One Wall Street Bedroom
Industry Kitchen 70 South Street

South Street Seaport, a former merchant’s port at the island’s tip, has made concerted efforts to both preserve its original architecture as well as attract tourists. Internationals that include Milan’s 10 Corso Como have put down roots, as well as local design houses. The area is still fairly subdued, but watching tourists browse through Sies Marjan knitwear and Flos lamps, there is the feeling of a quiet, design-led resurgence. “It’s so cool to see how much this area has flourished,” says a sales associate at Cynthia Rowley, a local designer that has a boutique on Seaport. “It feels almost like a rebirth.”

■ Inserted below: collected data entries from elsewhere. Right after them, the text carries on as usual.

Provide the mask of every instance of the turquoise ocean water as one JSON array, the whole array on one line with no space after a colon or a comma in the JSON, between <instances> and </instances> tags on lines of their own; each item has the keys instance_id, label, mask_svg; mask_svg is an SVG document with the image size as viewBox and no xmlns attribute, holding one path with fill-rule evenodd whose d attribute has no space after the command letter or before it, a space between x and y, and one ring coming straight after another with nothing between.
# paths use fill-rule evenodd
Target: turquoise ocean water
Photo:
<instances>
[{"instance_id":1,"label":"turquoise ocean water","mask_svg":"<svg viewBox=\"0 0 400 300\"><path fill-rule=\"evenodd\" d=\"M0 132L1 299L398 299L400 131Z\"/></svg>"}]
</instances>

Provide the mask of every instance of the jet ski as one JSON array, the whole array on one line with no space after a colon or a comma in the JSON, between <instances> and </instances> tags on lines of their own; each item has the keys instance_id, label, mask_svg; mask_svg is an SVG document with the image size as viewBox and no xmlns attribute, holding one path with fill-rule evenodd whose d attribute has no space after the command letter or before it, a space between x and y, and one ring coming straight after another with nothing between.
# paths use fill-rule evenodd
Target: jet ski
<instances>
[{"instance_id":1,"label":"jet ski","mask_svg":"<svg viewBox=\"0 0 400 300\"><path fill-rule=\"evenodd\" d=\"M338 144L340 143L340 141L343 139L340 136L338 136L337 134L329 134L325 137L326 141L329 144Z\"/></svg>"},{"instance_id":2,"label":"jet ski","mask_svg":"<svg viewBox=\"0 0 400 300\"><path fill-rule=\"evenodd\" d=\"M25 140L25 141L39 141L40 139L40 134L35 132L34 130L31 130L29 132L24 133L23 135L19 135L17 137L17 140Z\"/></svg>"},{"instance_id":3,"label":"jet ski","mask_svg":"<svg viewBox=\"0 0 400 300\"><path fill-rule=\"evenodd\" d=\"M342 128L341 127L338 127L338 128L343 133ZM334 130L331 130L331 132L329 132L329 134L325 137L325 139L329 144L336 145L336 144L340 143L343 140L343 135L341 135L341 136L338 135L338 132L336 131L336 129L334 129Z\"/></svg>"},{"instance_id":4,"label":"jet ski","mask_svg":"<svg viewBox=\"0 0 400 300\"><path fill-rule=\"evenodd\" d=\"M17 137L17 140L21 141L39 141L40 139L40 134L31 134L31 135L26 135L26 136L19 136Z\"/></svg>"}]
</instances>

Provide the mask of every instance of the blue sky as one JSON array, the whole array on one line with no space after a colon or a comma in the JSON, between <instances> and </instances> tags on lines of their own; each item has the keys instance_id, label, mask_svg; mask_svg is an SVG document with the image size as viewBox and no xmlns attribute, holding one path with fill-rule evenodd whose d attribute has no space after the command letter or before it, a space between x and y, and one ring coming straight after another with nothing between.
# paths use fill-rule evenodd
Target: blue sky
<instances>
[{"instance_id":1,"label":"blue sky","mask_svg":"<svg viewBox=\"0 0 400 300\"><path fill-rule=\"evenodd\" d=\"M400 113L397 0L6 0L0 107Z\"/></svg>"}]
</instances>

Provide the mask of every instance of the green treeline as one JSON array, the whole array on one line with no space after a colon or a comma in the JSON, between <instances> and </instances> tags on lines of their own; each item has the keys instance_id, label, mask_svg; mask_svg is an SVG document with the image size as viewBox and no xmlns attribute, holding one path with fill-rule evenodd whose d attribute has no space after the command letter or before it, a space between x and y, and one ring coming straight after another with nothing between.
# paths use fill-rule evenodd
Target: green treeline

Now home to a 61,000-strong population, Downtown’s residents and tourists are well served in terms of transportation; US$6.4 billion of the US$30bn sum was spent on expanding the area’s transit infrastructure, which includes 30 bus routes, 20 ferry routes and 28 Bikeshare stations. At its core is PATH, the beating heart of Manhattan that connects the island with popular commuting areas like Hoboken and Jersey City by train.

Back on One Wall Street, construction reigns omniscient. Currently the property is in what one could generously call its tabula rasa stage – rooms are stripped rooms and service lifts clank up and down the 56 floors endless times a day. Although the interiors will bear little resemblance to their former incarnation as offices, Dubrow explains that the team have been conscious of the building’s 1930s heritage.

Pier A, a 28,000sqft, free-flowing space on the Hudson River
Hotels such as The Beekman have helped to boost tourism in the once-quiet district

Originally designed by Ralph Walker, The New York Times’ ‘Architect of the Century, “We’ve been careful to maintain as many of its original features as possible,” says Dubrow, pointing to the retention of the limestone façade and  a 5,000sqft, floor-to-ceiling mosaic by muralist Hildreth Meière.

Elsewhere, amenities stretch the limits of one’s imagination. An enclosed pool, co-working space, roof deck overlooking New York Harbour – even, it is rumoured, a dog groomers.

Up in the rafters in a soon-to-be  built penthouse, the views are historic. The Woolworth Building; Staten Island ferries chugging along the Hudson; the Statue of Liberty glinting in the distance. In their midst, the creatives, the tourists, the techies – all creating the future history of a new Downtown.